We reported an operating loss of $4.5 million in the second quarter of 2012 and $10.2 million in the second quarter of 2011. Operating loss as a percentage of revenue was (12.0%) for the second quarter of 2012 compared to (17.8%) for the second quarter of 2011. The change in operating loss was due to lower gross profit, lower selling, general and administrative expenses and lower impairment and restructuring charges in 2012, as previously discussed.

Revenue decreased by $21.4 million, or 18.3%, from $116.6 million in the six months ended June 30, 2011 to $95.3 million in the six months ended June 30, 2012. The decrease was driven by a $41.7 million decline in revenue in our Domestic segment. Of that decrease, $27.0 million is attributable to five site closures that occurred over the past year in Alexandria, Virginia, Collinsville, Virginia, Decatur Illinois, Enid, Oklahoma and Kingston, Ontario. In addition, the downsizing of our facility in Cornwall, Ontario during 2011 resulted in approximately $6.2 million less revenue in the six months ended June 30, 2012, compared to the six months ended June 30, 2011. The ramp-down of business in our Jonesboro, Arkansas facility resulted in $4.4 million less revenue in the six months ended June 30, 2012, compared to the six months ended June 30, 2011. The remaining change in revenue is attributable to decreased business with our largest client. Revenue in our Asia Pacific segment increased by $15.3 million in the six months ended June 30, 2012, compared to the six months ended June 30, 2011. The increase was due to the ramp of new business in both Philippines facilities. Revenue in our Latin America segment increased by $5.1 million in the six months ended June 30, 2012, compared to the six months ended June 30, 2011. The revenue increase was due to new business in our Honduras location, which opened in the fall of 2011, and the ramp-up of additional business in our Costa Rica facility. Our client base was more diversified during the six months ended June 30, 2012, compared to the six months ended June 30, 2011, as the growth in Asia Pacific and Latin America was fueled by higher call volumes from two clients, offset by lower call volumes domestically from our largest client.

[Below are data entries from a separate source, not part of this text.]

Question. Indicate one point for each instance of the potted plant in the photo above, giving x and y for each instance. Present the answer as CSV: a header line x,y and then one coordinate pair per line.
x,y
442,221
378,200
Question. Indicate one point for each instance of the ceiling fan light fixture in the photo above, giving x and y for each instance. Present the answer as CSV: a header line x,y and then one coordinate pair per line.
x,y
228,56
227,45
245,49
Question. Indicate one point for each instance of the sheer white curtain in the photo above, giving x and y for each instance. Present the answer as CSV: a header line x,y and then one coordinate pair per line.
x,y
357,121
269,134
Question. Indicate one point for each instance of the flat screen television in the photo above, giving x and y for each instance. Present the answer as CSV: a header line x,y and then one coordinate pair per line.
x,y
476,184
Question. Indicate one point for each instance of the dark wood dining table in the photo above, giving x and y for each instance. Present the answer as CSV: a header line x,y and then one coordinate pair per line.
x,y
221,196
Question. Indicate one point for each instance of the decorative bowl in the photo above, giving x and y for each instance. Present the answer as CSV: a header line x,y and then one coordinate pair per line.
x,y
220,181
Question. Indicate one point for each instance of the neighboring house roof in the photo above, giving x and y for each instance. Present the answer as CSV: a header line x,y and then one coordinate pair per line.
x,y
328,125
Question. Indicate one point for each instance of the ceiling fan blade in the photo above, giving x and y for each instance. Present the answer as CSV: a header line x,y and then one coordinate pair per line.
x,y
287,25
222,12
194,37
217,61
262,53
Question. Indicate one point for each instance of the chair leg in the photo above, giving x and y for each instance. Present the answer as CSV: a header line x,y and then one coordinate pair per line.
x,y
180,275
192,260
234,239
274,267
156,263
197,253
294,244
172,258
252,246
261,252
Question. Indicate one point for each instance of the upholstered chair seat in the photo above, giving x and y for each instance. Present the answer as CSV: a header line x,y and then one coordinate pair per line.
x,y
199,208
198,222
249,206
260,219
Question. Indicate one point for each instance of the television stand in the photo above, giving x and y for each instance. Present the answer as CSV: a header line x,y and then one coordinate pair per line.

Cost of services declined $19.8 million, or 18.6%, from $106.5 million in the first half of 2011 to $86.7 million in the first half of 2012. Gross profit as a percentage of revenue increased from 8.7% in the first half of 2011 to 9% in the first half of 2012. Domestic cost of services decreased by approximately $34.0 million due primarily to a $24.1 million decline related to the site closures and ramp-downs mentioned above. Domestic gross profit as a percentage of revenue decreased from 9.8% in the first half of 2011 to 2.6% in the first half of 2012 due to the site closures and ramp-downs. Cost of services in the Asia Pacific segment increased by approximately $9.6 million, or 46%. The increase was due to higher cost of services in our Makati and Ortigas facilities, compared to the first half of 2011, due to new business launches in those facilities. Asia Pacific gross profit as a percentage of revenue increased from 10.1% in the first half of 2011 to 21.0% in the first half of 2012. The improvement was due to the higher utilization as a result of new business launched over the past year. Cost of services in Latin America increased by approximately $4.7 million, or 115%. The increase was primarily due to the opening of a new facility in Honduras in 2011, as well as an increase in FTEs in Costa Rica mentioned above resulting from new business launches. Latin America gross profit as a percentage of revenue increased from (35.2%) to (8.5%) due to the higher FTE and utilization.